This interdisciplinary collection of essays takes as its axis the violence that has permeated Colombian society during the past 150 years. Three opening chapters by North American scholars explore the political and social history of Colombia from independence to World War II. Major revisionist work by Colombians on the classical period of “la violencia” between the late 1940s and the mid-1960s follows. The balance of the book includes rich offerings from the body of empirical research and interpretation, again mostly by Colombians, on guerrilla conflicts, drug wars, and right-wing paramilitary activity in the last two decades. As a response to the violence, the volume seeks, in the words of editor Ricardo Peñaranda, to “constitute a body of analysis and a platform for democratic action” (p. 293).
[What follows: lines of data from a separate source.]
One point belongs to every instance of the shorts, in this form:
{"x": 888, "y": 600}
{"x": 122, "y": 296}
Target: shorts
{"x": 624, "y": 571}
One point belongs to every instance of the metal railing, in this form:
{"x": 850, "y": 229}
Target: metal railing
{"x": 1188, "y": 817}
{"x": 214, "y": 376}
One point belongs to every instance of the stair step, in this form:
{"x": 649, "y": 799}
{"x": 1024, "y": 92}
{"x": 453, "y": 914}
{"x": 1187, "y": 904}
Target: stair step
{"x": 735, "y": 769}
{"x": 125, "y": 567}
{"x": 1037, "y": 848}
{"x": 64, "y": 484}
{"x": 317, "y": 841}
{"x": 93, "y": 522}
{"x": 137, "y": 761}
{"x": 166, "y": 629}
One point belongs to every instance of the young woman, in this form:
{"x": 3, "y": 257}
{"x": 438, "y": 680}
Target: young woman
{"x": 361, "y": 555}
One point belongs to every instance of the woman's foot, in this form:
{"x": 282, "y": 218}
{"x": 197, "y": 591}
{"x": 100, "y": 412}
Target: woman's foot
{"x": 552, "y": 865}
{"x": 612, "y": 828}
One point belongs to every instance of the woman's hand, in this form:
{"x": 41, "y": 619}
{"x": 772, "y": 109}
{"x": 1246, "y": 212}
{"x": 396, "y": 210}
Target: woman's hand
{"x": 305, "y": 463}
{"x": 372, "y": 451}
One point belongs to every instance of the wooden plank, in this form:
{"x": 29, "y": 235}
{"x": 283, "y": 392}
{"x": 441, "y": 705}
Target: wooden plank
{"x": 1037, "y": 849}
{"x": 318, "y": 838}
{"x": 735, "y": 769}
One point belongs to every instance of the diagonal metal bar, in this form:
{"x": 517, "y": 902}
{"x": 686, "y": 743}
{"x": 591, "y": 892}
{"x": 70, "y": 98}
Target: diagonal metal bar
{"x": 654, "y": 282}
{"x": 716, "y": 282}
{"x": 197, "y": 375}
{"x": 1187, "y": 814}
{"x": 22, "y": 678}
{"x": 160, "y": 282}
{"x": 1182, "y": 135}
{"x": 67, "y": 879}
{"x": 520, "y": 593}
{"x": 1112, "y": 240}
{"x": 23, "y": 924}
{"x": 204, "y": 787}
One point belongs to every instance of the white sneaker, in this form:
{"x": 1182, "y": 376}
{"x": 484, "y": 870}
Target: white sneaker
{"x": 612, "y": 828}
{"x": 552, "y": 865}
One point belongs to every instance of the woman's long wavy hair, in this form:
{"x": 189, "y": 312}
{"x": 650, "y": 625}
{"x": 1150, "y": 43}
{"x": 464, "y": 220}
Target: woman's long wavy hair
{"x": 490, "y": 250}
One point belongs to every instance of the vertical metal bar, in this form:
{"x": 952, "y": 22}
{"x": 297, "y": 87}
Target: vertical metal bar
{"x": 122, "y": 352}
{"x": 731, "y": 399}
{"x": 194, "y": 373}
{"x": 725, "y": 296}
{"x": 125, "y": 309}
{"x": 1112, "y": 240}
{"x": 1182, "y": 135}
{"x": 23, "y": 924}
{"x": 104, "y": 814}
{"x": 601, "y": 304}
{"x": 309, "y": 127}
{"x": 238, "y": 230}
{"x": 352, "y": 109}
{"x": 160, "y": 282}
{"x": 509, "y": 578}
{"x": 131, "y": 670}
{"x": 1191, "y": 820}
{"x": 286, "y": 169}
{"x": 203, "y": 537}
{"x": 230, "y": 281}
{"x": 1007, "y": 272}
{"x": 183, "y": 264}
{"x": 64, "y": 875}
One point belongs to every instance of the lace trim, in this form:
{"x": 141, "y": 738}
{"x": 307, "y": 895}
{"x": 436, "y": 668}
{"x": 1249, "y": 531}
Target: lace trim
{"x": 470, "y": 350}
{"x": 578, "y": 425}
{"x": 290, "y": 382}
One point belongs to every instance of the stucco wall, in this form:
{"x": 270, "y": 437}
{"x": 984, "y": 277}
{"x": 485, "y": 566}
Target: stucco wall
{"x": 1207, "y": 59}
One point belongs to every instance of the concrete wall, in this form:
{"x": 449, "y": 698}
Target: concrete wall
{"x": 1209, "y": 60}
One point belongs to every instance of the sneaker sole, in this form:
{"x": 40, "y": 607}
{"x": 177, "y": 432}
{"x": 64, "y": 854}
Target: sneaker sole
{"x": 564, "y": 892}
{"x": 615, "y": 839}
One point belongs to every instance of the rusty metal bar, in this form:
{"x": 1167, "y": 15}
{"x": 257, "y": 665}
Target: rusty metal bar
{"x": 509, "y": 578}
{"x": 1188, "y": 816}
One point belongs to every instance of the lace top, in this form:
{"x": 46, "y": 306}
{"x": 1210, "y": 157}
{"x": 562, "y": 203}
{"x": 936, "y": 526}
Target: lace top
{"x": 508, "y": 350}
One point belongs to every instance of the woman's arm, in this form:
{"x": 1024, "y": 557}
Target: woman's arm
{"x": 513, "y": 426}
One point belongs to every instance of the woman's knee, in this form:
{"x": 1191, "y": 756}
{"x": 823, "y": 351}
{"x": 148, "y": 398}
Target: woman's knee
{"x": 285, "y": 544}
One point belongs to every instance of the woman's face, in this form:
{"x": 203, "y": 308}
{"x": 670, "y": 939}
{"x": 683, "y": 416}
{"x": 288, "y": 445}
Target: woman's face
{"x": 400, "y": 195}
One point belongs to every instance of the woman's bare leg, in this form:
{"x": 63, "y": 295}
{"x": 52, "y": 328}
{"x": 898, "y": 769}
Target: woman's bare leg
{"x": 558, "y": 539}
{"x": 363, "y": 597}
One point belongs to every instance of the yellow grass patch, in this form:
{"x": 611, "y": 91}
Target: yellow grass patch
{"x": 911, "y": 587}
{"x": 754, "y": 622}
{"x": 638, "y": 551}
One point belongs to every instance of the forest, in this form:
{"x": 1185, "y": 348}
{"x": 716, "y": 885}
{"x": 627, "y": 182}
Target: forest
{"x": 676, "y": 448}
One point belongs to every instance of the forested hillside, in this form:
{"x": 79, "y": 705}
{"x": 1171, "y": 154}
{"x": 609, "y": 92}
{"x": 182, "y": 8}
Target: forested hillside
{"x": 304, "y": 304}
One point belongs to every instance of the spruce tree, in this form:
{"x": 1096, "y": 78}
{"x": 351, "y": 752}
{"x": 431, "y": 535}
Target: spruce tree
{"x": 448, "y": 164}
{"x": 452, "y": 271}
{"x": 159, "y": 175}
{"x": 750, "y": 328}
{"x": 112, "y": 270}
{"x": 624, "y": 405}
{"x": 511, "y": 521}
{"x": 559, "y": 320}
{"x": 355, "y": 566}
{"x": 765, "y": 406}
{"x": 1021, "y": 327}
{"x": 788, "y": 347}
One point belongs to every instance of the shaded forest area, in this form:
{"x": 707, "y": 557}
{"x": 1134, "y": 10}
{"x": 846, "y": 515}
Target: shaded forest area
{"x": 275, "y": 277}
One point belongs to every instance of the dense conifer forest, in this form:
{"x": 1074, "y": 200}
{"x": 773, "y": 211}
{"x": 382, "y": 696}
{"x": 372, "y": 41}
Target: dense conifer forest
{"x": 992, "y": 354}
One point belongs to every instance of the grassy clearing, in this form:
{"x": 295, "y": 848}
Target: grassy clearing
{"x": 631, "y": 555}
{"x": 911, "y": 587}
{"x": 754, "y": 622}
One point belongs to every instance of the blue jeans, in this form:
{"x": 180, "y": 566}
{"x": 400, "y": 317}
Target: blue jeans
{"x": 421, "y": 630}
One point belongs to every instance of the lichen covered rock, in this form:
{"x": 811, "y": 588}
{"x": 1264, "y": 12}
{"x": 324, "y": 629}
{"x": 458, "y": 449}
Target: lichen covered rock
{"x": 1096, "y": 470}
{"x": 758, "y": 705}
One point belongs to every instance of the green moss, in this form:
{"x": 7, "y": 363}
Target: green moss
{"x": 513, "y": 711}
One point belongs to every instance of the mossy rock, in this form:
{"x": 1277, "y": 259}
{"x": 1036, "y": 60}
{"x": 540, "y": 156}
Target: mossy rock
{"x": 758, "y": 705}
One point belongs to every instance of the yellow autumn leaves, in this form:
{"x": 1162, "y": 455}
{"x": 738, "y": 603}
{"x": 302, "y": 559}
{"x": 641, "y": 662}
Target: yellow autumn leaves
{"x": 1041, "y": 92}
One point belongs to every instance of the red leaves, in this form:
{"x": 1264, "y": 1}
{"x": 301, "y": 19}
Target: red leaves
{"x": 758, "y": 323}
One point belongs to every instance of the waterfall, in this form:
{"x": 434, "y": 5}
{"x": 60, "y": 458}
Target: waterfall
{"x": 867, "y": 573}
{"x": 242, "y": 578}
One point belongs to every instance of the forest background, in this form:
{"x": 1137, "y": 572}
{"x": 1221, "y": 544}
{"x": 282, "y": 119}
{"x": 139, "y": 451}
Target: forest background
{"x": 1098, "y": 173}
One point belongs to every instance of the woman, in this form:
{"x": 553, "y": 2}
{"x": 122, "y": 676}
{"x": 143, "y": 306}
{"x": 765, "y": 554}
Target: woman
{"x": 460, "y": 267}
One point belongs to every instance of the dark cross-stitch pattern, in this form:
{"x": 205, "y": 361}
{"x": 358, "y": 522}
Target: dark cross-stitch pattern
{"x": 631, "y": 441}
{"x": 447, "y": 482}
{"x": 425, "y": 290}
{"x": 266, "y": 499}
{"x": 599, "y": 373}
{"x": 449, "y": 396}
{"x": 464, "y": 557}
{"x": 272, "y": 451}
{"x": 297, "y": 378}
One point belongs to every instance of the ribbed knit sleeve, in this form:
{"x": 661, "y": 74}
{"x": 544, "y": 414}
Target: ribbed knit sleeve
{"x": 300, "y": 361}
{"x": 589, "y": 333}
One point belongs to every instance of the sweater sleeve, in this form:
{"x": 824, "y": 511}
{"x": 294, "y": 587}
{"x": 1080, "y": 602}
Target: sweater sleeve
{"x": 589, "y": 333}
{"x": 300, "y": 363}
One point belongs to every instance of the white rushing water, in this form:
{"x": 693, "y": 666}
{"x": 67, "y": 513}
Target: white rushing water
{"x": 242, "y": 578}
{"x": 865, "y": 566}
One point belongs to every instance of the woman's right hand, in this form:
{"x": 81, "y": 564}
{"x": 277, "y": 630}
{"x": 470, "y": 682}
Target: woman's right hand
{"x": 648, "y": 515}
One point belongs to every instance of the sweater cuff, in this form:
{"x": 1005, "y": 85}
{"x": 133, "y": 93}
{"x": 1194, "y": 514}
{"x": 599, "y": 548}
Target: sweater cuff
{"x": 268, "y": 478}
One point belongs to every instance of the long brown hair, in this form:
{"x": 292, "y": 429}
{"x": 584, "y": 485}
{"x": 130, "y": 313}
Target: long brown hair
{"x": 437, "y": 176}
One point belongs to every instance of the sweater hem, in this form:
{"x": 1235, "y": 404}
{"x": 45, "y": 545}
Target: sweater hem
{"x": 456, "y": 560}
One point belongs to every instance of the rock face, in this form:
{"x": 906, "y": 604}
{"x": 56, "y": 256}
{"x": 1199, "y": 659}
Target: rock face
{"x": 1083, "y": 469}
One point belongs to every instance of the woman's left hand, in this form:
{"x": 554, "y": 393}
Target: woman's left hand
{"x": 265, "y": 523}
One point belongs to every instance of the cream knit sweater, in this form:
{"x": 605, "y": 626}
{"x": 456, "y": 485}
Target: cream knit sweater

The book questions the traditional, largely monochromatic explanations of Colombian violence, such as distorted modernization, cultural legacy, failed agrarian revolution, and “weak state” theories. Instead, as Charles Bergquist explains in his opening essay, the articles draw attention to the confluence of social conflicts, primarily in the countryside, and political culture and institutions. Several essays focus on the perennial struggle over land. Catherine LeGrand portrays the conflicts between landowner-merchant elites and smallholders throughout the Andean massif well into this century, and Alfredo Molano describes the “armed colonization” on the Amazonian plain and other more recent frontier zones. At the same time, the book sets in relief the crucial role of Colombia’s exclusionary political system in giving impetus and shape to the country’s endemic violence throughout the nineteenth and twentieth centuries. David Bushnell sets the stage with his discussion of partisan divisions among the elites in the postindependence period. In the book’s third section, the contributors indicate how the elites’ use of the National Front to contain lower-class claims after 1958 contributed to Colombia’s eventually finding itself where it is now, in what philosopher Luís Alberto Restrepo calls “the eye of the hurricane” (p. 275).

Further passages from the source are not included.